Methods: Pterional, frontotemporal-orbital, frontoorbitozygomatic, frontozygomatic, conservative perilabyrinthine transtentorial, and endoscopic transnasal transsphenoidal approaches were performed on cadaveric heads to access the periclinoid and pericavernous regions. Periclinoid techniques (cutting of the meningoorbital band, anterior clinoidectomy, unroofing of the superior orbital fissure, unroofing of the optic canal, displacement of the extra-annular structures, opening of the annulus of Zinn, and extradural dissection of the CS), pericavernous techniques (cutting of the distal dural ring, falciform ligament, and optic sheath; mobilization of the supraclinoid ICA, opening of the porus oculomotoris, and mobilization of CN III), and peritrigeminal techniques (mobilization of CN's V2 and V3), along with other maneuvers were performed. The CS was divided into eight anatomical compartments and nine entry corridors were described, and exposure was assessed accordingly.

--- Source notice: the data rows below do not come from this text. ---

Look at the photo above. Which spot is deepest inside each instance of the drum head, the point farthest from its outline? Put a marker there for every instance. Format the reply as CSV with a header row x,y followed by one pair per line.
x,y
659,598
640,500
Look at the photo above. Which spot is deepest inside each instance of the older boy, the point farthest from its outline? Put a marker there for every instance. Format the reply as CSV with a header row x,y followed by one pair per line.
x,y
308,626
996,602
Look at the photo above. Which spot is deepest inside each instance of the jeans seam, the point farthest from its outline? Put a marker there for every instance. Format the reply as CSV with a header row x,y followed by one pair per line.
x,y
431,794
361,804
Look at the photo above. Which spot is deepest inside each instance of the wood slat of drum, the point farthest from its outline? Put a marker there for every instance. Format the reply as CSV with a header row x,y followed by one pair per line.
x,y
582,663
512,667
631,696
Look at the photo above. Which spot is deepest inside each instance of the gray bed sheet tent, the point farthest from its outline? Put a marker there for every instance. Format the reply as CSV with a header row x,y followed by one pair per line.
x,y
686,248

Results: The standard pterional transsylvian approach provided access solely to the intradural parasellar entry corridor into the superior wall of the CS. Extending this approach with an extradural anterior clinoidectomy and unroofing of the optic canal allowed for application of the pericavernous maneuvers and enlargement of the entire parasellar corridor and exposure of the carotid cave. The extradural pterional approach, with or without removal of the anterior clinoid, was allowed for limited access, only one of the six corridors, into the lateral wall of the CS. The frontotemporal-orbital approach also provided access extradurally to one entry corridor and intradurally to the posterior portion of the parasellar corridor. Extending this approach with the periclinoid and pericavernous maneuvers allowed for full exposure of three of the lateral wall corridors and an enlarged parasellar corridor. The frontoorbitozygomatic approach provided access extradurally to four of the corridors into the wall, as well as the posterior portion of the intradural parasellar corridor. Application of periclinoid, pericavernous, and peritrigeminal maneuvers, allowed for exposure of all six lateral wall entry corridors, as well as an enlarged parasellar corridor. The frontozygomatic approach provided access to three lateral wall corridors extradurally, and the posterior parasellar window intradurally, all of which were expanded following pericavernous and peritrigeminal maneuvers. The conservative perilabyrinthine transpetrosal transtentorial approach to the posterior wall was enlarged with opening of Dorello's canal and the endoscopic transnasal transphenoidal approach was enlarged with opening of the optic canal.
Conclusion: Extradural exposure is essential whether as initial preparation for a combined intraextradural approach or as the main avenue of CS surgical exposure.